MLL5 has been implicated as a tumor suppressor, and its loss may enhance tumorigenesis. We retrovirally transduced bone marrow cells of wild-type and homozygous Mll5tm1Apa mice with the NUP98-HOXD13 fusion gene, which can induce rapid-onset leukemias in collaboration with other oncogenes like Meis1 and, when overexpressed on its own, can trigger late-onset myeloproliferative disorders.29  None of the recipients of NUP98-HOXD13 homozygous Mll5tm1Apa transduced cells (n = 13 mice tested) developed leukemia over the course of 6 months, suggesting that MLL5 deficiency does not enhance the susceptibility to transformation. Moreover, naive homozygous Mll5tm1Apa mice did not spontaneously develop tumors within 18 months from birth.
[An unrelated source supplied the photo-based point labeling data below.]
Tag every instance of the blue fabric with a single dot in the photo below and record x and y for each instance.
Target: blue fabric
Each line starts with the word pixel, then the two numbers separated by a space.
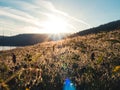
pixel 68 85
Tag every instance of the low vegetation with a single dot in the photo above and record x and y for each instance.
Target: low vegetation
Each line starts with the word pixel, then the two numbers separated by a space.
pixel 92 62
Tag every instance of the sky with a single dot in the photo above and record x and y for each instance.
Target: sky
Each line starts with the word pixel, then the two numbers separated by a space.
pixel 48 16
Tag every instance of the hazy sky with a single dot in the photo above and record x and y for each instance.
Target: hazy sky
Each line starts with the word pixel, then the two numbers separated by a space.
pixel 31 16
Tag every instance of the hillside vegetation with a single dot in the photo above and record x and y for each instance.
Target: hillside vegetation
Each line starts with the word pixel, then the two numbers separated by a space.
pixel 92 62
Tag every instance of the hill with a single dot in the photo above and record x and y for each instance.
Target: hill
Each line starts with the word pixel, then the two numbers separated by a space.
pixel 28 39
pixel 102 28
pixel 92 62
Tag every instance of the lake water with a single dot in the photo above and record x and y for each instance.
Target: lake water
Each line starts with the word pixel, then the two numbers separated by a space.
pixel 6 48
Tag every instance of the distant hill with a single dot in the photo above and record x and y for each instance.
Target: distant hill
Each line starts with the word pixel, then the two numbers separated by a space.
pixel 102 28
pixel 27 39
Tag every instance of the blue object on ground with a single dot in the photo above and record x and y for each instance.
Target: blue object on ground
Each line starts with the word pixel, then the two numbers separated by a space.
pixel 68 85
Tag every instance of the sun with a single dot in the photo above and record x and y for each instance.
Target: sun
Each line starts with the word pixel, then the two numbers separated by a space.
pixel 55 25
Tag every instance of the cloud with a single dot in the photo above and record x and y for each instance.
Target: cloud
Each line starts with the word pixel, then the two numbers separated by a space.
pixel 31 13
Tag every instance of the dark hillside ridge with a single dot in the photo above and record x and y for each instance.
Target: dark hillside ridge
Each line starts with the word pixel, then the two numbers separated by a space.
pixel 23 39
pixel 115 25
pixel 28 39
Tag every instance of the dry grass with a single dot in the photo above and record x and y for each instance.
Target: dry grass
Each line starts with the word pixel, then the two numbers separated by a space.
pixel 51 62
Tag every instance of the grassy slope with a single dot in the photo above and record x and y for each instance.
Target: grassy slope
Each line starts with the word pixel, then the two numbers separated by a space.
pixel 52 62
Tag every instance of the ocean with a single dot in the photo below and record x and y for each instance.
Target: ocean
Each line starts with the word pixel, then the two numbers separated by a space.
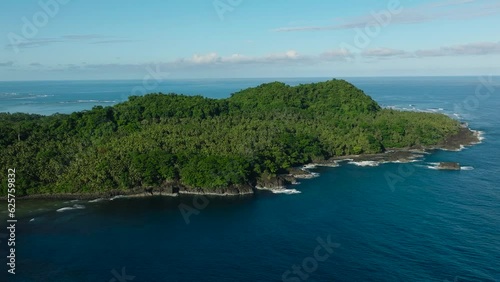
pixel 389 222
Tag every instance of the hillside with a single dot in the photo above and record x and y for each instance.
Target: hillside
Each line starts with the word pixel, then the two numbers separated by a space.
pixel 204 144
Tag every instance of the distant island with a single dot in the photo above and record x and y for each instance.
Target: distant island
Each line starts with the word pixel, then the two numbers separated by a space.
pixel 170 143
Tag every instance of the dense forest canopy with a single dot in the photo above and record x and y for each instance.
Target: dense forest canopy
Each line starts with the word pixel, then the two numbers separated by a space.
pixel 201 142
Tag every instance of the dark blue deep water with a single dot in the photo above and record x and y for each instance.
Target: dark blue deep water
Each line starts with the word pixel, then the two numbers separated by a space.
pixel 429 226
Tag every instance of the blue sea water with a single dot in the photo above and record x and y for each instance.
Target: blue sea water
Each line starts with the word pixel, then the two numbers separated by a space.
pixel 429 225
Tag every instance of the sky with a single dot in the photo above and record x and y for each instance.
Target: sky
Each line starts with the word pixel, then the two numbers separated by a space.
pixel 132 39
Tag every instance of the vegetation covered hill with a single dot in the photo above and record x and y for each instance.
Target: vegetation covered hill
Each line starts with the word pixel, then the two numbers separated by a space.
pixel 204 143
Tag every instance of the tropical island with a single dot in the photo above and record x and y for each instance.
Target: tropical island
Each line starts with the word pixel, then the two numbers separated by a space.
pixel 170 143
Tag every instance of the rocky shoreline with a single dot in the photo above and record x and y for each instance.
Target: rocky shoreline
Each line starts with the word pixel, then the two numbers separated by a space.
pixel 279 183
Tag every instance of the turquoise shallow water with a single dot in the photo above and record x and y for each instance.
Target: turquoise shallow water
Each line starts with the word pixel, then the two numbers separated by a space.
pixel 430 226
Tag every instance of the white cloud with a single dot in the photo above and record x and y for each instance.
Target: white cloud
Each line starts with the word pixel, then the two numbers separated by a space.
pixel 444 9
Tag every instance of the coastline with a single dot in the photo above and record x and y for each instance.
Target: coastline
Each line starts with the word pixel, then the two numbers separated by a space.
pixel 465 137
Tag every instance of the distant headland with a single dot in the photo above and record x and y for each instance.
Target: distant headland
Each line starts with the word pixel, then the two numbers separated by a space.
pixel 259 138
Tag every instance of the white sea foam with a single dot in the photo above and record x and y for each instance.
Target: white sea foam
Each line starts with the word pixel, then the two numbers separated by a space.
pixel 479 135
pixel 365 163
pixel 286 191
pixel 462 147
pixel 74 207
pixel 96 200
Loss of Mll5 sensitizes HSC to 5-aza-deoxycytidine–induced differentiation

Given the observed defects in hematopoiesis and the known role of Mll genes in epigenetic regulation, we investigated the effect of the DNA-methyltransferase inhibitor 5-aza-deoxycytidine (5-azaCdR) or the histone deacetylase inhibitor trichostatin A (TSA) on the competitive marrow repopulation capacity of wild-type and homozygous Mll5tm1Apa mice. A total of 3 mice of each genotype were injected subcutaneously with 5% DMSO (solvent only, 100 μL), 5-azaCdR (1 mg/kg), or TSA (1 mg/kg) on days 1, 4, 6, 8, 11, and 13, and bone marrow was harvested on day 21. After 1 day of prestimulation with murine interleukin-3 (mIL-3; 6 ng/mL), human interleukin-6 (hIL-6; 10 ng/mL), and murine stem cell factor (SCF; 20 ng/mL), cells were retrovirally transduced with an YFP-expressing plasmid (for cell tracking after transplantation) for 48 hours (mean transduction efficiency 33%). After an additional 48 hours, 105 YFP+ cells were transplanted with 105 freshly isolated bone marrow cells as helper cells into lethally irradiated wild-type recipients (2 recipient mice per donor mouse).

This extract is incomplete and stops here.